Cyclic nucleotides promote monocyte differentiation toward a DC-SIGN+ (CD209) intermediate cell and impair differentiation into dendritic cells.

Recruitment of monocytes into tissues and their differentiation into macrophages or dendritic cells (DCs) depend on the microenvironment of the inflammatory site. Although many factors affecting this process have been identified, the intracellular signaling pathways implicated are poorly understood. We found that cyclic nucleotides regulate certain steps of monocyte differentiation into DCs. Increased levels of the cyclic nucleotides, cAMP or cGMP, inhibit differentiation of CD14(+)/CD1a(low) monocytes into CD14(-)/CD1a(high) DCs. However, DC-specific ICAM-3-grabbing nonintegrin (CD209) up-regulation was not affected by cyclic nucleotides, indicating that DC development was not blocked at the monocyte stage. Interestingly, Ag-presenting function was increased by cyclic nucleotides, as measured by the higher expression of MHC class II, CD86, and an increased ability to stimulate CD4(+) T cell proliferation in allogeneic MLRs.

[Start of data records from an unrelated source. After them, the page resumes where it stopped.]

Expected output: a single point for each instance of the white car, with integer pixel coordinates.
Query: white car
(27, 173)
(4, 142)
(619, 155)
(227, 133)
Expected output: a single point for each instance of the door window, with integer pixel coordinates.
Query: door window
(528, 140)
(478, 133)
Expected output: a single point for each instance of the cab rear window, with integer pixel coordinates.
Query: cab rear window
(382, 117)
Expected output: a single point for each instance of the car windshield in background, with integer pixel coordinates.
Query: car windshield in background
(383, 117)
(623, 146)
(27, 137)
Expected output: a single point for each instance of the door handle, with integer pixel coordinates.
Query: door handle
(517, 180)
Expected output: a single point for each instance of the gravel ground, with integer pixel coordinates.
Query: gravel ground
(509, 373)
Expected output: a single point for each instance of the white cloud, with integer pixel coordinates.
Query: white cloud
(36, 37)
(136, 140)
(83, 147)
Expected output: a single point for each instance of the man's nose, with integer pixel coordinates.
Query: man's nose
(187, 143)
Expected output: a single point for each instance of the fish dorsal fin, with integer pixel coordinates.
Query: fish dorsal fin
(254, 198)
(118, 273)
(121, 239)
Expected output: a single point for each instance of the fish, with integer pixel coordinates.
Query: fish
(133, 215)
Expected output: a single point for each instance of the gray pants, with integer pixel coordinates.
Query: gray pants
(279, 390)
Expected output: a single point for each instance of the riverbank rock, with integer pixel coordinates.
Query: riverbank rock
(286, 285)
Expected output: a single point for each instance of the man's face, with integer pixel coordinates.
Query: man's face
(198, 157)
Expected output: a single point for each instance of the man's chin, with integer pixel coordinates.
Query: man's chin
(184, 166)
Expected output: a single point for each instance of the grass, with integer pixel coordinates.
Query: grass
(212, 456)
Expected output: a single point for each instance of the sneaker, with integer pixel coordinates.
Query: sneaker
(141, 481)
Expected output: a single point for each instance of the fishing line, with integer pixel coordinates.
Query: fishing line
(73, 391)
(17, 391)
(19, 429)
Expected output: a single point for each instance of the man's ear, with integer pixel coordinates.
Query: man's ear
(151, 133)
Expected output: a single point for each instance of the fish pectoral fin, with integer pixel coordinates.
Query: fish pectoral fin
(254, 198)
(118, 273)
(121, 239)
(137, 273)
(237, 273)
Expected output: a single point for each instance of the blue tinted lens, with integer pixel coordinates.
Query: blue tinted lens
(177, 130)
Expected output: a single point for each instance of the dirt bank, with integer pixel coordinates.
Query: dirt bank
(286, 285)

Although cyclic nucleotides do not completely block DC differentiation, they do block the ability of DCs to be induced to mature by LPS. Treatment during DC differentiation with either cAMP or cGMP analogues hampered LPS-induced expression of CD83, DC-LAMP, and CCR7 and the ability of DCs to migrate toward CCL19/macrophage-inflammatory protein 3beta. Interestingly, the induction of a CD16(+) subpopulation of cells was also observed. Thus, signals causing an increase in either cAMP or cGMP levels during monocyte recruitment to inflammatory sites may restrain the activation of acquired immunity by blocking DC development and migration to lymph nodes. At the same time, these signals promote development of an active intermediate cell type having properties between those of macrophages and DCs, which might contribute to the innate immune response in the periphery.